In his distinctive “Superflat” style, which employs highly refined classical Japanese painting techniques to depict a super-charged mix of Pop, animé and otaku content within a flattened representational picture-plane, Murakami moves freely within an ever-expanding field of aesthetic issues and cultural inspirations. Parallel to the familiar utopian and dystopian themes that feature masses of smiling flowers, elaborate scenes of toonish apocalypse, and the ever-morphing cult figures of DOB, Mr. Pointy, Kaikai and Kiki, he recollects and revitalizes narratives of transcendence and enlightenment, often involving outsider-savants. Mining religious and secular subjects favored by the so-called Japanese “eccentrics” or non-conformist artists of the Early Modern era commonly considered to be counterpart to the Western Romantic tradition, Murakami situates himself within their legacy of bold and lively individualism in a manner that is entirely his own and of his time.

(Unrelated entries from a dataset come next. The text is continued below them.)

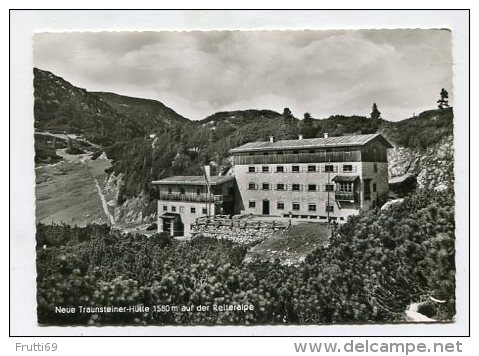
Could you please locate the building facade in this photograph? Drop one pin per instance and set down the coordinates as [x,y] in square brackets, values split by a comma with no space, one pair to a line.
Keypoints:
[182,199]
[315,178]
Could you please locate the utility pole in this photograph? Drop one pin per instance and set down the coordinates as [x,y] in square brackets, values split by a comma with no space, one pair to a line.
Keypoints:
[327,204]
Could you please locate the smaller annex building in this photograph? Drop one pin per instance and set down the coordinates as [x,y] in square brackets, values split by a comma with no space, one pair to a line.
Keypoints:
[182,199]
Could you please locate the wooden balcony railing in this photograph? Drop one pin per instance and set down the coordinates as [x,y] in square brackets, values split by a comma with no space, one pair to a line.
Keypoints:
[344,196]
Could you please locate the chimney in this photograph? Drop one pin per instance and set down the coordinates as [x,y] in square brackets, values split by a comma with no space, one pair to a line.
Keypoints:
[207,172]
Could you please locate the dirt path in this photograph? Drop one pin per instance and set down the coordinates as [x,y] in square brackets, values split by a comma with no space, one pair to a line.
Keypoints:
[104,204]
[70,191]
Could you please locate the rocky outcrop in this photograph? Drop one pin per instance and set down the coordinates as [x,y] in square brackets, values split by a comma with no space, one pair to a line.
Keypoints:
[433,167]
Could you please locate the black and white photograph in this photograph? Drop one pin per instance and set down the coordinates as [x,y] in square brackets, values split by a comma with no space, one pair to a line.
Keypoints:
[301,177]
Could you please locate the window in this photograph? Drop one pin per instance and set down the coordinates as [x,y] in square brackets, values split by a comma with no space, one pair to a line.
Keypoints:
[346,187]
[329,187]
[367,189]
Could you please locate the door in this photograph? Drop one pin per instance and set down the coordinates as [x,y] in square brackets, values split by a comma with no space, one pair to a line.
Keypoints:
[265,207]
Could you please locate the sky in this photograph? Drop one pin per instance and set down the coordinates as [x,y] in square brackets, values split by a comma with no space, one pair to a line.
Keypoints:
[199,73]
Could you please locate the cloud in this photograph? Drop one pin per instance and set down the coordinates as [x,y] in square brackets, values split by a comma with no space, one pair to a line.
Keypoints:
[199,73]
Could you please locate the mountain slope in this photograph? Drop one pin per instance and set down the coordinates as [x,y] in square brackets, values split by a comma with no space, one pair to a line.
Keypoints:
[61,107]
[151,115]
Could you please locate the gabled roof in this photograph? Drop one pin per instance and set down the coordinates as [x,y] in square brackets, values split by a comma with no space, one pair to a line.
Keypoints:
[193,180]
[337,141]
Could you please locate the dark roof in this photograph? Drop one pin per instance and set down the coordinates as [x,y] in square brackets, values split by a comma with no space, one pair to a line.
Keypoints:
[194,180]
[337,141]
[345,178]
[170,216]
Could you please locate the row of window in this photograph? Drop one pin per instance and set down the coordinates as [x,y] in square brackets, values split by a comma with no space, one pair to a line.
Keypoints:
[311,168]
[297,168]
[345,187]
[182,209]
[294,206]
[311,151]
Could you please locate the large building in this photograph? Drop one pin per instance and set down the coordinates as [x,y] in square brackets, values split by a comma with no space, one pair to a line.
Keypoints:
[182,199]
[315,178]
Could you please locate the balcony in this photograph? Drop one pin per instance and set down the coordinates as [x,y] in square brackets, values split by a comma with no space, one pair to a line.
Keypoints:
[193,197]
[345,196]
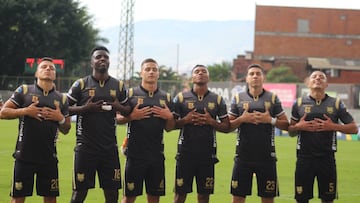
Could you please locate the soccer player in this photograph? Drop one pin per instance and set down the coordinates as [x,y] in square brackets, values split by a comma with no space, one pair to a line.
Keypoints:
[150,116]
[315,120]
[199,113]
[42,112]
[255,113]
[95,99]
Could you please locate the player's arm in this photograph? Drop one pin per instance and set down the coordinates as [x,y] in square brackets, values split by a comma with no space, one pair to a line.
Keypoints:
[11,111]
[166,114]
[280,122]
[89,106]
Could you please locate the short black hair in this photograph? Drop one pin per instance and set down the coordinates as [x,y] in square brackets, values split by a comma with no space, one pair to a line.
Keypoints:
[46,58]
[148,60]
[255,65]
[99,48]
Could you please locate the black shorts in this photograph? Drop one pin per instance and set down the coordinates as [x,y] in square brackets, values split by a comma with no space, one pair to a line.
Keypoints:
[47,179]
[138,170]
[266,176]
[324,169]
[185,173]
[107,167]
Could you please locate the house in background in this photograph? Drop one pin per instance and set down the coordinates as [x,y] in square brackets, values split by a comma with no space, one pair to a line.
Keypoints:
[305,39]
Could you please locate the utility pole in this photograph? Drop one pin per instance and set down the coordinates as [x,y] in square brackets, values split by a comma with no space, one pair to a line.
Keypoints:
[125,63]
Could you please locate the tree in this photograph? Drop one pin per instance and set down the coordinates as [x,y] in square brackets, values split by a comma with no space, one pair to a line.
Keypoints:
[37,28]
[281,74]
[220,72]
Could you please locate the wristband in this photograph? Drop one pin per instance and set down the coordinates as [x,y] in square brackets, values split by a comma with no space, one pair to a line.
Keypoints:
[62,121]
[273,121]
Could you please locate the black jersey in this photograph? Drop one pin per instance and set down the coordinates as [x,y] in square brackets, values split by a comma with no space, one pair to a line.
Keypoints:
[256,142]
[96,131]
[36,141]
[318,143]
[198,143]
[145,136]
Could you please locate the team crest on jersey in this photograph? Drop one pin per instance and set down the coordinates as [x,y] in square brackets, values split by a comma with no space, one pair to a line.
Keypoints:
[246,106]
[162,184]
[18,185]
[130,186]
[299,189]
[234,184]
[211,105]
[330,109]
[35,98]
[162,102]
[267,105]
[113,93]
[80,177]
[56,103]
[190,105]
[91,92]
[180,182]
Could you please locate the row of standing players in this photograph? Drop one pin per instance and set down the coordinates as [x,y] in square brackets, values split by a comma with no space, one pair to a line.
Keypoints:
[97,99]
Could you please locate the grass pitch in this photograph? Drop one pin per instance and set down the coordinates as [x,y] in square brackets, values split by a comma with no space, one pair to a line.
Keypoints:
[348,165]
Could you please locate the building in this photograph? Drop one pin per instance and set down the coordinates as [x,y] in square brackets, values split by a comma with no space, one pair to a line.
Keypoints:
[305,39]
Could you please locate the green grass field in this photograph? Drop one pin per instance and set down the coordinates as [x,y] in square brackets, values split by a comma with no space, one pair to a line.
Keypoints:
[347,160]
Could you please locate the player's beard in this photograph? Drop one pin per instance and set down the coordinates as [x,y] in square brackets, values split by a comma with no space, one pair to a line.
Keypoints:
[101,69]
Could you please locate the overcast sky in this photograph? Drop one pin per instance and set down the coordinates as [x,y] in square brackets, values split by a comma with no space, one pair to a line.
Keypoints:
[106,13]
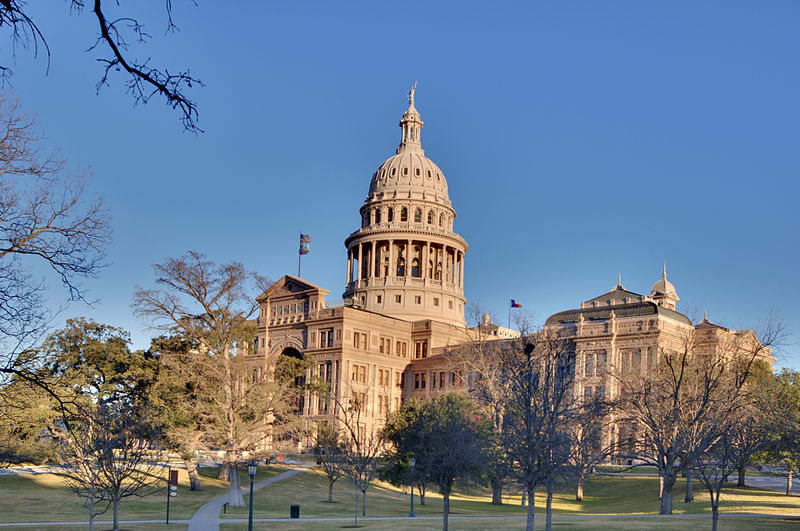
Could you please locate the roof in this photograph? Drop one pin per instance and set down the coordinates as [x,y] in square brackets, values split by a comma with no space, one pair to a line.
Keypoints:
[621,310]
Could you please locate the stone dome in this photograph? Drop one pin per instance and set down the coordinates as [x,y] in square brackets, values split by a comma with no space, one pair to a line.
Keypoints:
[406,170]
[663,286]
[409,171]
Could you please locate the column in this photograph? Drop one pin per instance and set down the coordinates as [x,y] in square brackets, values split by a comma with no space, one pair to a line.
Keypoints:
[360,260]
[408,260]
[349,266]
[427,260]
[461,273]
[392,260]
[373,258]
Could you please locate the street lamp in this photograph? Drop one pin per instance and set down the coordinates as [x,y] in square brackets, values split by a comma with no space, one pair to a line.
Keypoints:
[252,468]
[412,462]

Takashi Murakami was born in 1962 in Tokyo, and received his B.F.A., M.F.A. and PhD from the Tokyo University of the Arts (formerly the Tokyo National University of Fine Arts and Music). He founded the Hiropon Factory in Tokyo in 1996, which later evolved into Kaikai Kiki, an art production and art management corporation. In addition to the production and marketing of Murakami’s art and related work, Kaikai Kiki functions as a supportive environment for the fostering of emerging artists. Murakami is also a curator, a cultural entrepreneur, and a critical observer of contemporary Japanese society. In 2000, he organized a paradigmatic exhibition of Japanese art titled “Superflat,” which traced the origins of contemporary Japanese visual pop culture in historical Japanese art. He has continued this work in subsequent impactful exhibitions such as “Coloriage” (Fondation Cartier pour l’art contemporain, Paris, 2002) and “Little Boy: The Art of Japan’s Exploding Subcultures” (Japan Society, New York, 2005).

Murakami’s recent major solo exhibitions include Museum of Contemporary Art, Tokyo (2001); Museum of Fine Arts, Boston (2001); “Kaikai Kiki,” Fondation Cartier pour l’art vontemporain, Paris and the Serpentine Gallery, London (2002). A comprehensive survey exhibition opened at the Museum of Contemporary Art, Los Angeles in 2007 and traveled to the Brooklyn Museum, the Museum für Moderne Kunst, Frankfurt and the Guggenheim Museum, Bilbao in 2008-2009. His exhibition at the Château de Versailles, France is on view through December 12, 2010.

Murakami currently lives and works in Tokyo, New York, and Los Angeles.